BU SÜREÇTE ÖĞRENDİĞİM EN ÖNEMLİ ŞEY HASTALARLA NASIL İLETİŞİM KURULACAĞIDIR

Mehtap Yavuz; ”Soranlar oldu “Bu süreçte hayatını gözden geçirdin mi? ” öleceğimi düşünmediğim için hayatımı gözden geçirmedim. Bu süreçte öğrendiğim en önemli şey hastalarla nasıl iletişim kurulacağı. Bundan sonra basit bir ağrıya bile sıcak su torbası koy ağrı kremi sür demeyecek kadar bu süreçten bıktım. Hastalığımı bilmesi gerekenler dışında yayın yapmadım. Gerekli durumlarda veya sohbet gereği konusu açılınca karantinada olduğumu ve testimin pozitif olduğunu söylediğimde karşılaştığım sorular ve tepkilerde o kadar çirkin, duyarsız olanları vardı ki! Hasta psikolojime rağmen ben onları hoş görmeye çalıştım.

-Karantinadayım.

– Aa mikrop mu?

-Bu yapay bir virüs!

-Sen hasta değilsindir ya, test doğru değildir. Abartma strestendir.

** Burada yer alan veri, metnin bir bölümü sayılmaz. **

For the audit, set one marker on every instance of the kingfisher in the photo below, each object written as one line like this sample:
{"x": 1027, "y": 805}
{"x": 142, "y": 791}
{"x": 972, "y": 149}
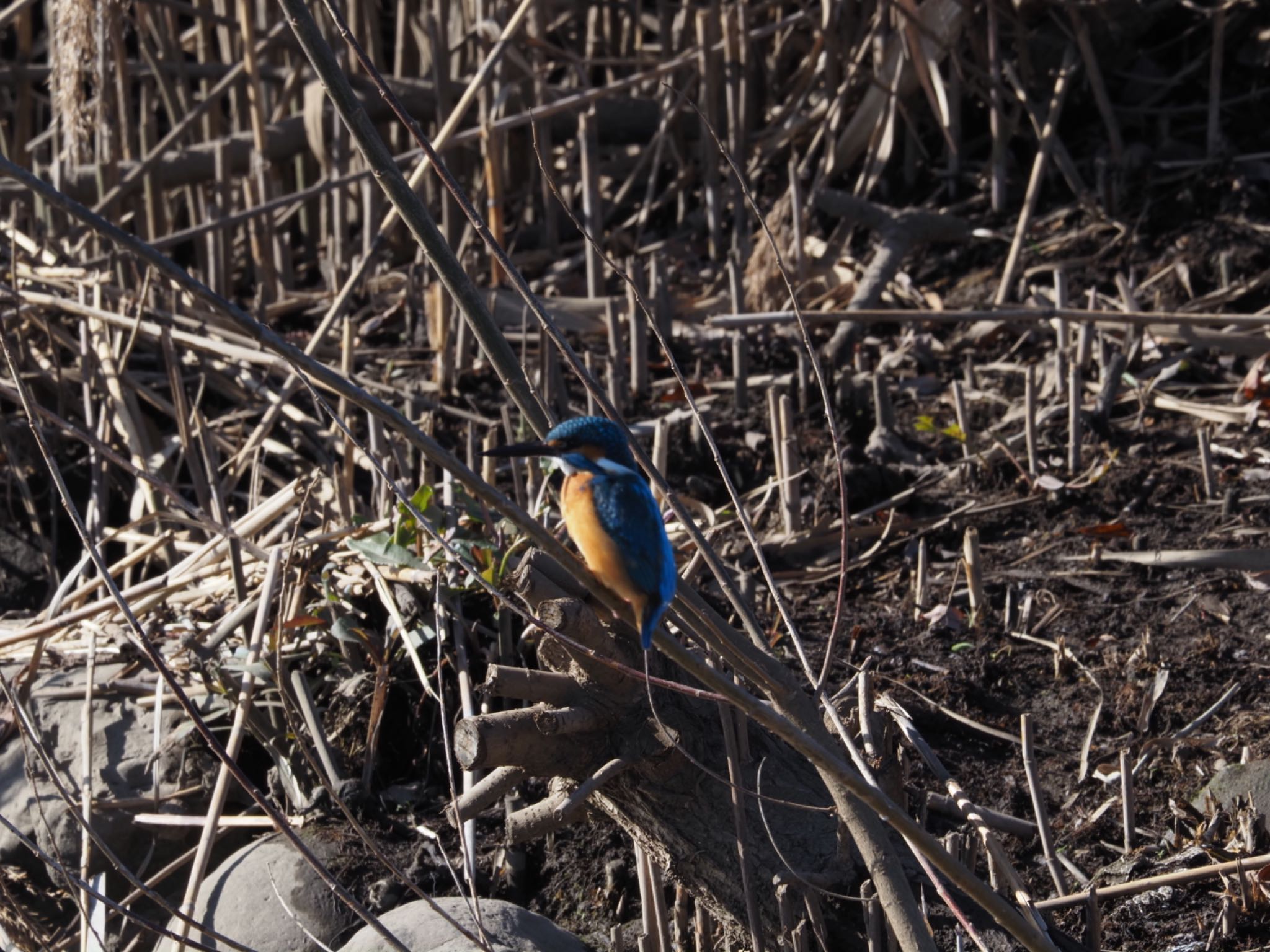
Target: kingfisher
{"x": 611, "y": 514}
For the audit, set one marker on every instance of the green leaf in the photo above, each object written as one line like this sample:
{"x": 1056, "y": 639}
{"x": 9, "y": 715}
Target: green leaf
{"x": 383, "y": 549}
{"x": 408, "y": 526}
{"x": 345, "y": 628}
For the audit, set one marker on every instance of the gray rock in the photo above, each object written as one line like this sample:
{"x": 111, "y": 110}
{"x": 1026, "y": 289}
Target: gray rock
{"x": 510, "y": 930}
{"x": 1240, "y": 781}
{"x": 122, "y": 743}
{"x": 238, "y": 901}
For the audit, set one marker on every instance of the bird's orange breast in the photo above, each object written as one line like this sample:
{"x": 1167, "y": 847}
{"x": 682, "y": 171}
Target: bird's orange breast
{"x": 598, "y": 550}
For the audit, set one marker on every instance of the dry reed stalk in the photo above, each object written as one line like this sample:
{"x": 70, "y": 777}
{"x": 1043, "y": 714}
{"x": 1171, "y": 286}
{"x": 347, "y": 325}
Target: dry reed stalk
{"x": 1038, "y": 798}
{"x": 1044, "y": 148}
{"x": 1128, "y": 808}
{"x": 216, "y": 805}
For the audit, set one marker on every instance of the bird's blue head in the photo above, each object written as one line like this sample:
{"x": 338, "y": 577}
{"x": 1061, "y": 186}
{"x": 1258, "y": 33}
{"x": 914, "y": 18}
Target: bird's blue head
{"x": 591, "y": 437}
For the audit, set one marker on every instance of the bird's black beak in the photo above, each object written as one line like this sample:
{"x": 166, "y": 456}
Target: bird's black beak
{"x": 518, "y": 450}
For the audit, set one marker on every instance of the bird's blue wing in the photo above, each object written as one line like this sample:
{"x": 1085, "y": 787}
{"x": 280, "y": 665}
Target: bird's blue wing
{"x": 629, "y": 513}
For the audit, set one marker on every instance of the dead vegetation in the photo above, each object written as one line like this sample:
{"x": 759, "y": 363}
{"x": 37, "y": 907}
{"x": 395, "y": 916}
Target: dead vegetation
{"x": 963, "y": 456}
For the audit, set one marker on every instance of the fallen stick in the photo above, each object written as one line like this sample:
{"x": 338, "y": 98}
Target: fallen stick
{"x": 1250, "y": 560}
{"x": 1175, "y": 879}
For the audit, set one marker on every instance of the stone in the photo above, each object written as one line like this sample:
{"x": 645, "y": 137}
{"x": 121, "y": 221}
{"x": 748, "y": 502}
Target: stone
{"x": 1238, "y": 781}
{"x": 238, "y": 901}
{"x": 510, "y": 928}
{"x": 121, "y": 769}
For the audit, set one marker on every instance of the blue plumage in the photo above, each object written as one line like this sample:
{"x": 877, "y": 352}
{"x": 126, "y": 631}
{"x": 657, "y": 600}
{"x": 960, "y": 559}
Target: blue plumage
{"x": 611, "y": 514}
{"x": 593, "y": 432}
{"x": 629, "y": 514}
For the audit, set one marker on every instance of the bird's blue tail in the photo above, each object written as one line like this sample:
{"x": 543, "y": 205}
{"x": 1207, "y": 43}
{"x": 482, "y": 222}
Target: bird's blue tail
{"x": 648, "y": 625}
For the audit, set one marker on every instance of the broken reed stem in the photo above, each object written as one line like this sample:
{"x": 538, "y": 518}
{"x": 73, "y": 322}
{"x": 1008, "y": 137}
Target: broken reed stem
{"x": 1038, "y": 174}
{"x": 963, "y": 425}
{"x": 869, "y": 733}
{"x": 1093, "y": 920}
{"x": 1214, "y": 83}
{"x": 1206, "y": 461}
{"x": 1038, "y": 796}
{"x": 1127, "y": 801}
{"x": 1030, "y": 418}
{"x": 1073, "y": 419}
{"x": 791, "y": 494}
{"x": 739, "y": 343}
{"x": 592, "y": 211}
{"x": 616, "y": 390}
{"x": 973, "y": 573}
{"x": 703, "y": 930}
{"x": 638, "y": 333}
{"x": 660, "y": 914}
{"x": 873, "y": 917}
{"x": 921, "y": 579}
{"x": 737, "y": 778}
{"x": 87, "y": 780}
{"x": 234, "y": 744}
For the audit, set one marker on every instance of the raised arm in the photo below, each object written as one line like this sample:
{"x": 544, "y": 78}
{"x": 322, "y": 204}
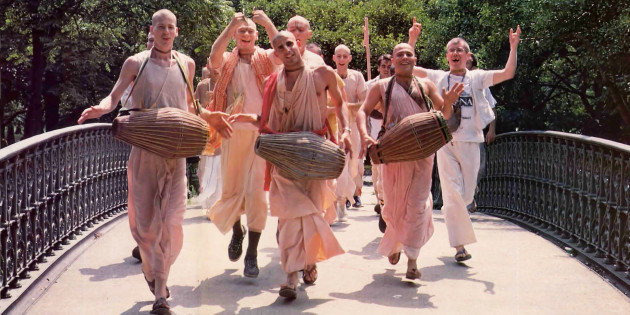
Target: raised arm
{"x": 127, "y": 75}
{"x": 414, "y": 33}
{"x": 510, "y": 67}
{"x": 372, "y": 99}
{"x": 221, "y": 43}
{"x": 445, "y": 104}
{"x": 259, "y": 17}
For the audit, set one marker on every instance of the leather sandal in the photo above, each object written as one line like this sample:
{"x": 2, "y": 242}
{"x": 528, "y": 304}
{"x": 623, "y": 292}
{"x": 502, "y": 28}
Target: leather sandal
{"x": 462, "y": 255}
{"x": 394, "y": 258}
{"x": 310, "y": 274}
{"x": 288, "y": 291}
{"x": 412, "y": 274}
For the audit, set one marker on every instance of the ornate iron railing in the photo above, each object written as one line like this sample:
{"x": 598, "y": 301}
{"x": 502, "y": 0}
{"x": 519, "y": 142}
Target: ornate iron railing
{"x": 53, "y": 187}
{"x": 571, "y": 188}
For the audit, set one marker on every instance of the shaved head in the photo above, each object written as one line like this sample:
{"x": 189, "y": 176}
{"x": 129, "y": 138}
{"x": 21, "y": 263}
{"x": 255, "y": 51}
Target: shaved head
{"x": 459, "y": 40}
{"x": 164, "y": 13}
{"x": 341, "y": 48}
{"x": 299, "y": 20}
{"x": 401, "y": 46}
{"x": 282, "y": 35}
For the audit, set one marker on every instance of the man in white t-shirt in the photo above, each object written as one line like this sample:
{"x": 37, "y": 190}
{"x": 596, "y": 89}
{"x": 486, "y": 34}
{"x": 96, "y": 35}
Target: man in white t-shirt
{"x": 458, "y": 161}
{"x": 471, "y": 64}
{"x": 356, "y": 90}
{"x": 384, "y": 63}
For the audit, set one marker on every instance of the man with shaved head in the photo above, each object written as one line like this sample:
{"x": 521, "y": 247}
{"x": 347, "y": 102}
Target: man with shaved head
{"x": 356, "y": 89}
{"x": 295, "y": 100}
{"x": 157, "y": 186}
{"x": 239, "y": 90}
{"x": 408, "y": 208}
{"x": 301, "y": 29}
{"x": 458, "y": 162}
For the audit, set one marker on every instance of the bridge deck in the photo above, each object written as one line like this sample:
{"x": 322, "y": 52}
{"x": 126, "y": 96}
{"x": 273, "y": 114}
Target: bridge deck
{"x": 513, "y": 271}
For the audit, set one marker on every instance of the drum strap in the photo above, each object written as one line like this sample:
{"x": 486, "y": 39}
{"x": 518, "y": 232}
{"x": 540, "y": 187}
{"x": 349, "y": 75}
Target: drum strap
{"x": 388, "y": 96}
{"x": 190, "y": 90}
{"x": 181, "y": 68}
{"x": 144, "y": 63}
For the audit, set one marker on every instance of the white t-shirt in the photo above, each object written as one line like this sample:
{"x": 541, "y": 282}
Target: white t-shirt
{"x": 476, "y": 109}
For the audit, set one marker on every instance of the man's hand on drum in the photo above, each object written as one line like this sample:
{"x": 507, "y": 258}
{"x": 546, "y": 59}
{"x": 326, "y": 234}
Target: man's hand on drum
{"x": 217, "y": 120}
{"x": 246, "y": 118}
{"x": 366, "y": 142}
{"x": 91, "y": 113}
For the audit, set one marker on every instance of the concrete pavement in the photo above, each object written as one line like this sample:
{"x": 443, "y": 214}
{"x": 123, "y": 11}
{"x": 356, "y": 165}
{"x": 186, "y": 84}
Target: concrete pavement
{"x": 513, "y": 271}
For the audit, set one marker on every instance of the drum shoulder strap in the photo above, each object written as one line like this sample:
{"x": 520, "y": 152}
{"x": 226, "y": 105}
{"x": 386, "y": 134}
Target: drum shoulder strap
{"x": 188, "y": 84}
{"x": 268, "y": 94}
{"x": 427, "y": 102}
{"x": 388, "y": 96}
{"x": 144, "y": 63}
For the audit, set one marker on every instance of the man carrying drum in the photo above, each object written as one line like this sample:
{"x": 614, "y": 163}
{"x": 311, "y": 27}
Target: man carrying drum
{"x": 239, "y": 90}
{"x": 296, "y": 100}
{"x": 157, "y": 186}
{"x": 458, "y": 161}
{"x": 408, "y": 208}
{"x": 355, "y": 88}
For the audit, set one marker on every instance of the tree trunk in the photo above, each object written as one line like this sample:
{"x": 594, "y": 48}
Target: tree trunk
{"x": 34, "y": 111}
{"x": 52, "y": 98}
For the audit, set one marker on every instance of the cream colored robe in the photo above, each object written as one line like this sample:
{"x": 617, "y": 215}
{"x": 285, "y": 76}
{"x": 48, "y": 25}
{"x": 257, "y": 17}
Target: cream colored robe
{"x": 304, "y": 236}
{"x": 408, "y": 208}
{"x": 242, "y": 171}
{"x": 157, "y": 186}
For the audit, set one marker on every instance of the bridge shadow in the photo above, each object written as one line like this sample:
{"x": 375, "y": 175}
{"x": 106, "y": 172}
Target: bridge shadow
{"x": 369, "y": 250}
{"x": 229, "y": 289}
{"x": 129, "y": 267}
{"x": 387, "y": 290}
{"x": 453, "y": 271}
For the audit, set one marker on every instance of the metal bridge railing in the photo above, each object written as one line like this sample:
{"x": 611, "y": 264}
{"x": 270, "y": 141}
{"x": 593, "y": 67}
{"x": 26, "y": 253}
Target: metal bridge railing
{"x": 574, "y": 189}
{"x": 52, "y": 187}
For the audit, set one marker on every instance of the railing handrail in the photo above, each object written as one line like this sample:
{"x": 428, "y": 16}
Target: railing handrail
{"x": 574, "y": 189}
{"x": 53, "y": 187}
{"x": 571, "y": 136}
{"x": 26, "y": 144}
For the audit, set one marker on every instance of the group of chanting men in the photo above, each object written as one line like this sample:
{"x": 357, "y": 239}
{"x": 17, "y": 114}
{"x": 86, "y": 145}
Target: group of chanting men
{"x": 249, "y": 91}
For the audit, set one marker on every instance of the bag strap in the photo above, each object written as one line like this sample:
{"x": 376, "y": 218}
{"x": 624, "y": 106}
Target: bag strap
{"x": 428, "y": 103}
{"x": 190, "y": 90}
{"x": 388, "y": 96}
{"x": 144, "y": 63}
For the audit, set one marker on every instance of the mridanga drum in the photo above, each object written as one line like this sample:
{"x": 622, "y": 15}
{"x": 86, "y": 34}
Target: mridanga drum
{"x": 301, "y": 155}
{"x": 415, "y": 137}
{"x": 168, "y": 132}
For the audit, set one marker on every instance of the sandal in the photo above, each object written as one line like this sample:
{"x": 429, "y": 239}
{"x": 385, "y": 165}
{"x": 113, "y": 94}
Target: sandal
{"x": 235, "y": 249}
{"x": 462, "y": 255}
{"x": 288, "y": 291}
{"x": 394, "y": 258}
{"x": 412, "y": 274}
{"x": 161, "y": 307}
{"x": 151, "y": 285}
{"x": 310, "y": 274}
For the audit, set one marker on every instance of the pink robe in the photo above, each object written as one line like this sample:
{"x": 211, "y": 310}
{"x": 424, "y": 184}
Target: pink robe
{"x": 408, "y": 208}
{"x": 242, "y": 171}
{"x": 157, "y": 186}
{"x": 305, "y": 238}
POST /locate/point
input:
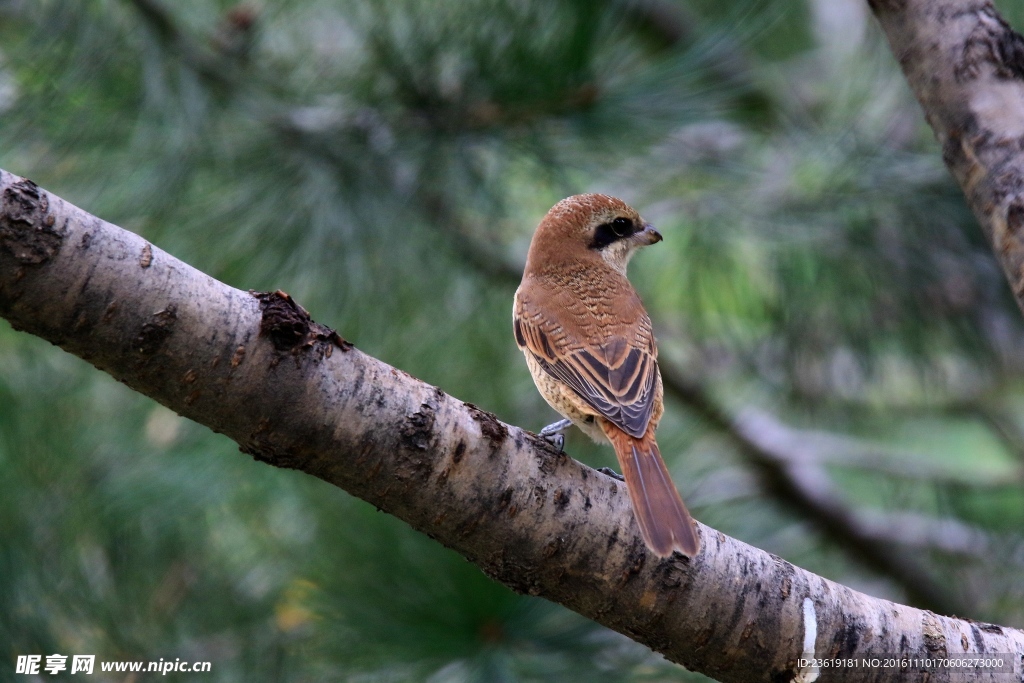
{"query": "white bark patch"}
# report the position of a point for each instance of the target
(996, 104)
(808, 673)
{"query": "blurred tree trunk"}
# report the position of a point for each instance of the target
(293, 393)
(966, 66)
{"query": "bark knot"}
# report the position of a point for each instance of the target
(27, 230)
(289, 327)
(491, 427)
(156, 331)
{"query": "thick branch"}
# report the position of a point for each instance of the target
(294, 394)
(966, 67)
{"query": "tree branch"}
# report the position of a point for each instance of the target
(966, 66)
(294, 394)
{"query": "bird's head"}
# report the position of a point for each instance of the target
(587, 226)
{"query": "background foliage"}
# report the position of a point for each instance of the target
(385, 164)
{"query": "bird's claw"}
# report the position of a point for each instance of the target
(555, 428)
(557, 440)
(553, 433)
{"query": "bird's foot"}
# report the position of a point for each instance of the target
(611, 473)
(555, 428)
(553, 433)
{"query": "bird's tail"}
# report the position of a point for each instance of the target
(665, 522)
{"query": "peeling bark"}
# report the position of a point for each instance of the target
(966, 66)
(293, 393)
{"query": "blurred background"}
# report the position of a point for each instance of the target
(843, 358)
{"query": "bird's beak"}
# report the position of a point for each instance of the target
(652, 236)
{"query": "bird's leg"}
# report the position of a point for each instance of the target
(611, 473)
(553, 433)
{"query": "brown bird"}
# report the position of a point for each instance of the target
(590, 347)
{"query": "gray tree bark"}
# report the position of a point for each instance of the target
(293, 393)
(966, 66)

-112’yi hemen ara. Eve neden gelmediler? Neden 20 gün! 14 gün olunca eve gelip test yapıyorlar!

-İlaçları getirdiler mi? Neden bu ilacı vermediler? Şurayı ara. Aile hekimine sor.

-Kötüyüm de gelsin ambulansla götürsünler seni.

-Şu otu iç (evde olmayan ve hiç olmamış bir otu evden çıkma yasağı olan birine tavsiye etmek!)

– 2. testi ne zaman yapacaksın? 2. Testi yaptın mı?

Ha bir de her aradığında aynı soruları soranlar var. “ilaç vermişler miydi sana? Koku mu gitmişti? Ne belirti vardı? Dinlemeyeceksen neden sorarsın ki?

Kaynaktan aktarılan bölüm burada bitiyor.